Levels of Protein Structure:
Proteins can generally have 4 structures:
1) Primary structure:
The actual sequence of the proteins along the chain eg.
[-Serine-Alanine- Leucine-Leucine-Tryrocine-]
Or [-S-A-L-L-Y-]

(see what I did there )

2) Secondary Structure:
This is where the interesting stuff happens; here folding starts to take place and the alpha helix or beta sheet are formed.

Alpha helix – a rod like shape, the primary structure coils and this folding occurs due to hydrogen bonds being formed between the carbonyl oxygen on the pepide bond and the Hydrogen on the amino group. Hydrogen bonds are formed nearly parallel and the side chains or R groups of each amino acid are on the outside of the spiral.
NOTE: the alpha helix is mostly dominant due to the maximum use of hydrogen bonding since every peptide linkage (except those on the ends) takes place in H bonding. This enormous amount of bonding gives the helix structure stability.
Proline is not welcomed because it is cyclic and so one of its hydrogen is not available for bonding thus it forms and uneven number of bonds and the structure bends or leans in that direction.
Glycine is also not welcomed because it has a high “conformational flexibility” simply meaning it destabilizes the alpha helix and this is due to the fact that glycine’s R group is H.
Bulky or large R groups destabilise the alpha helix.

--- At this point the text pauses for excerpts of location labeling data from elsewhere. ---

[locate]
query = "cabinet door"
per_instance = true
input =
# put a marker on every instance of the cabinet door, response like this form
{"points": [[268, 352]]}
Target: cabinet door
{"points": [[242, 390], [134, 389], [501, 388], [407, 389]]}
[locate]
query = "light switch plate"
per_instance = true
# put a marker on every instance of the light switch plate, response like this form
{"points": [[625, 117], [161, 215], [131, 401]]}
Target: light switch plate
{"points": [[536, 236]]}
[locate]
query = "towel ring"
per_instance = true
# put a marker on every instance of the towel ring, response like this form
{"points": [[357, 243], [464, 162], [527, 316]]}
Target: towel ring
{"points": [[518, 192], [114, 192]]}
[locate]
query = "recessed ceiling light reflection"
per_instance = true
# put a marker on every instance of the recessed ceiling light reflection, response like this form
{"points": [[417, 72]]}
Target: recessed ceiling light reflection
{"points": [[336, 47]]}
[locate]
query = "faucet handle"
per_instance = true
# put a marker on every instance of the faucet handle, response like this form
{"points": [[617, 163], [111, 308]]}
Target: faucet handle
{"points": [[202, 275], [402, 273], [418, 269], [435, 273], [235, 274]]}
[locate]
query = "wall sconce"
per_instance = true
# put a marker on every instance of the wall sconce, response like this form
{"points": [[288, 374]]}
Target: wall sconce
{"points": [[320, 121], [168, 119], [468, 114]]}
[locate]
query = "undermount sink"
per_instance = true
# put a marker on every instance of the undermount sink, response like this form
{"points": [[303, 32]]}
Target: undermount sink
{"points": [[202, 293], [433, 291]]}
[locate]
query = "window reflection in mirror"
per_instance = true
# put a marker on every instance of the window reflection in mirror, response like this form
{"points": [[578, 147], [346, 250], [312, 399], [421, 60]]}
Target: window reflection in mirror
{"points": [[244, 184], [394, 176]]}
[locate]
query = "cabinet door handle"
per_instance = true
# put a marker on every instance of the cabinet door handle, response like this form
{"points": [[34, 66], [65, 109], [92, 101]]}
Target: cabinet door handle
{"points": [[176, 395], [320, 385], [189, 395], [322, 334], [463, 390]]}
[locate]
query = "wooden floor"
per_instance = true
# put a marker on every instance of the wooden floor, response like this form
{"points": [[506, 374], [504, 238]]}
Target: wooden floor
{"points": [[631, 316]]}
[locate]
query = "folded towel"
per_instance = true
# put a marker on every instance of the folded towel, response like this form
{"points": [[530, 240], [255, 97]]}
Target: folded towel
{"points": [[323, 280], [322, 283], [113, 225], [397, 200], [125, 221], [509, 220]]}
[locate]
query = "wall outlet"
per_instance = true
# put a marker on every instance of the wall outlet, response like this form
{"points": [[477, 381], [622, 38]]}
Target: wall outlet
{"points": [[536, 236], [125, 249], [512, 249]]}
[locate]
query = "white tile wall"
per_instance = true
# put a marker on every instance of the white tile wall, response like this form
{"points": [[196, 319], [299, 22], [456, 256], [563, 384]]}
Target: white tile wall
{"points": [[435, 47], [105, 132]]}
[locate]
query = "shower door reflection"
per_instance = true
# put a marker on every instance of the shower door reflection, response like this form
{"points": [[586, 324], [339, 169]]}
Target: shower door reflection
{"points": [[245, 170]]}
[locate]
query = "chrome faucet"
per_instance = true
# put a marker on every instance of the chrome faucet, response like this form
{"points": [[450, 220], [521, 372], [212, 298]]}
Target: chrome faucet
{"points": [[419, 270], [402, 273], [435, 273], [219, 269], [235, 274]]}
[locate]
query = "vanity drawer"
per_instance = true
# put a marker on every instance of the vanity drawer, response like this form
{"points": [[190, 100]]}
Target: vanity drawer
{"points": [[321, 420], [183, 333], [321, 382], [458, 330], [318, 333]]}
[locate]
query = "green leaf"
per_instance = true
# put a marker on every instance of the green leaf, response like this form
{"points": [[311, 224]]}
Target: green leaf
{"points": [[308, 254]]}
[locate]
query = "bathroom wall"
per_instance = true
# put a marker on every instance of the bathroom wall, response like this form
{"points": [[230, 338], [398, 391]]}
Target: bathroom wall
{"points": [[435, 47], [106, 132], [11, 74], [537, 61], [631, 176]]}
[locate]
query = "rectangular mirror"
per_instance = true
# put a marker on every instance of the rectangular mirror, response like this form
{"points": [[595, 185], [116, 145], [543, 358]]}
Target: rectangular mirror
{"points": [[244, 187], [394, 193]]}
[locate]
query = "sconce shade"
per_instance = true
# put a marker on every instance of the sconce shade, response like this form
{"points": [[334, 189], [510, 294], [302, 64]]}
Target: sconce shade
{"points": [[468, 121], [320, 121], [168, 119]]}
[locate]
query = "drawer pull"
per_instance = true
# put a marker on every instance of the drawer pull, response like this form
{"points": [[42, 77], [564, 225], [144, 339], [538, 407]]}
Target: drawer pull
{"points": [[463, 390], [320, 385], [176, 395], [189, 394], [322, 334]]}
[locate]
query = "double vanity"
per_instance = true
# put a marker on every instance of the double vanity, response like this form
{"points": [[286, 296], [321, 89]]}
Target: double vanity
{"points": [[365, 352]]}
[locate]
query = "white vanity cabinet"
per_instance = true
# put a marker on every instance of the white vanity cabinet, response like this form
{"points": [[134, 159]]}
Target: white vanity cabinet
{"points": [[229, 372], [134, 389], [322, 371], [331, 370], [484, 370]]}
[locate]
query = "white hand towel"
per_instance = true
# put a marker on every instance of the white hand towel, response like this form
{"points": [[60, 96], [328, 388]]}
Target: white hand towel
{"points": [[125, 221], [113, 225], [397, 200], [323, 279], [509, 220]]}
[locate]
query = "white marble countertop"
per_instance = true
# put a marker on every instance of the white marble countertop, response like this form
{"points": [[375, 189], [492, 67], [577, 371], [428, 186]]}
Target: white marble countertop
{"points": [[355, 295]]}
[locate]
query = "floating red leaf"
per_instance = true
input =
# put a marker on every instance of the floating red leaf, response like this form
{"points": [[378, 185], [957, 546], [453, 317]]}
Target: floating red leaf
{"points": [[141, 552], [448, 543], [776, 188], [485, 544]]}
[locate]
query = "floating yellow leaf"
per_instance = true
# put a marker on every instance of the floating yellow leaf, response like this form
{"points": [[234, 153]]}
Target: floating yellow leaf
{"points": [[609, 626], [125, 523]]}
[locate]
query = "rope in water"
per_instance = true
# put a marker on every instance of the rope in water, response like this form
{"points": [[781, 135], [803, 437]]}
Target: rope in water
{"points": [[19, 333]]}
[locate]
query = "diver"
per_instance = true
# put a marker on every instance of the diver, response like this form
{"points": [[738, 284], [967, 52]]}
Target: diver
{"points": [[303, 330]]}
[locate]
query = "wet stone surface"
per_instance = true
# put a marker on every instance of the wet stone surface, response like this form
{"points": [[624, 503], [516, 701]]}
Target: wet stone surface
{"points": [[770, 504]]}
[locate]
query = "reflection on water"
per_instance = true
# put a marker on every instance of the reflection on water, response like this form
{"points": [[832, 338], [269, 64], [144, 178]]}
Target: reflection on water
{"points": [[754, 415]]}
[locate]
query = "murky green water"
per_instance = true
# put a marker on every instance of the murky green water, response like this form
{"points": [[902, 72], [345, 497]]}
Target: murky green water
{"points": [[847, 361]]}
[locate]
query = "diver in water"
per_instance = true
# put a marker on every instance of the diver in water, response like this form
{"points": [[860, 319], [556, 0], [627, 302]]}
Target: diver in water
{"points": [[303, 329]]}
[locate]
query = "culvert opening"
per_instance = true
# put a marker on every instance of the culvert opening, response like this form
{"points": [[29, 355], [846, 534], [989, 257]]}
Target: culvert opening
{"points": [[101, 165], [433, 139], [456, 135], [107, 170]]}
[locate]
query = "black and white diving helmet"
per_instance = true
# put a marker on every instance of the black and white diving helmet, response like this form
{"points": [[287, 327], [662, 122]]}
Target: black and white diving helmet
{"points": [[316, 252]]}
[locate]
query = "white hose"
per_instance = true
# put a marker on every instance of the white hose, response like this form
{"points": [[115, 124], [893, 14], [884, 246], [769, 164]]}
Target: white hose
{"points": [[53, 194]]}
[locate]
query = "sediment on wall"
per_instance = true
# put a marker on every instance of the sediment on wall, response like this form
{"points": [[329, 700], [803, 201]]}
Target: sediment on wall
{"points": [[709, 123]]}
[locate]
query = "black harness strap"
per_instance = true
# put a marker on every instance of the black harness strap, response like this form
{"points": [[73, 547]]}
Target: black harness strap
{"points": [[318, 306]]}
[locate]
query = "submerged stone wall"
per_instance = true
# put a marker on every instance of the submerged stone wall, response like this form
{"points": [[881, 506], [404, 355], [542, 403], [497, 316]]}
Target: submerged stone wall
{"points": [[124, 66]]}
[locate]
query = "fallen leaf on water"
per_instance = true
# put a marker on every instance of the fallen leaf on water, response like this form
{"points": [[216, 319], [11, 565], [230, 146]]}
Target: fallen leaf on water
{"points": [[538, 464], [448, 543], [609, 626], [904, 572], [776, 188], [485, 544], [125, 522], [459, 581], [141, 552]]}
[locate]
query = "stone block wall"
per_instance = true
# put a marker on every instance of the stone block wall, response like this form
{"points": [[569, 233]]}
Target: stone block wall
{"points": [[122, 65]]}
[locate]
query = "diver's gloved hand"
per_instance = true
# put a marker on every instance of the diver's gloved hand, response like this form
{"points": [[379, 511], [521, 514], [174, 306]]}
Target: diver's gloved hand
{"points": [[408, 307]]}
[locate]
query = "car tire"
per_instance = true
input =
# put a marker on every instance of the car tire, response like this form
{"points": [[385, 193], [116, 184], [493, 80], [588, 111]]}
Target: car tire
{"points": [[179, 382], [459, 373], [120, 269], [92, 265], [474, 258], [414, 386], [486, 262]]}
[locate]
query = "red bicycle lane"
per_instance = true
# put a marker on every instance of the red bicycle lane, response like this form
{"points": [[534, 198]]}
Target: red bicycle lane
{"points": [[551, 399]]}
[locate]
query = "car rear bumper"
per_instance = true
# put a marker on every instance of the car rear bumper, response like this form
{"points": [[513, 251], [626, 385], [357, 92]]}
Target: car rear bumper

Beta pleated sheet- hydrogen bonds form between peptide bond on the same chain or different chain on a horizontal plane. There are parallel and anti parallel sheets.

3)Tertiary Structure
Here it gets more interesting as all the different types of bonding start to take place as side chains interact. The protein folds in on its self and forms: hydrogen bonding, salt bridges, disulfide bonds, and non-polar hydrophobic interactions.

Just so you understand how the bonding works:

Disulfide bonds

Oxidation of the sulfhydryl groups on cysteine. Different protein chains or are held together by the strong covalent disulfide bonds.

Hydrogen Bonding:

Where bonding occurs between two alcohols, an alcohol and an acid, two acids, or an alcohol and an amine or amide side groups.

Salt Bridges:
Salt bridges result from the neutralization o

f an acid and amine on side chains. Interaction is ionic between the positive ammonium group and the negative acid group. Any combination of the various acidic or amine amino acid side chains will have this effect.

Non-Polar Hydrophobic Interactions:
The hydrophobic interactions of non-polar side chains are believed to contribute significantly to the stabilizing of the tertiary structures in proteins. The non-polar groups mutually repel water and other polar groups and results in a net attraction of the non-polar groups for each other. This results in the non-polar side chains of amino acids being on the inside of a globular protein, while the outside of the proteins contains mainly polar groups.


4)Quaternary Structures

Here 2 or more polypeptide chains interact to form large structures one such is haemoglobin. However not all proteins consist of a quaternary structure.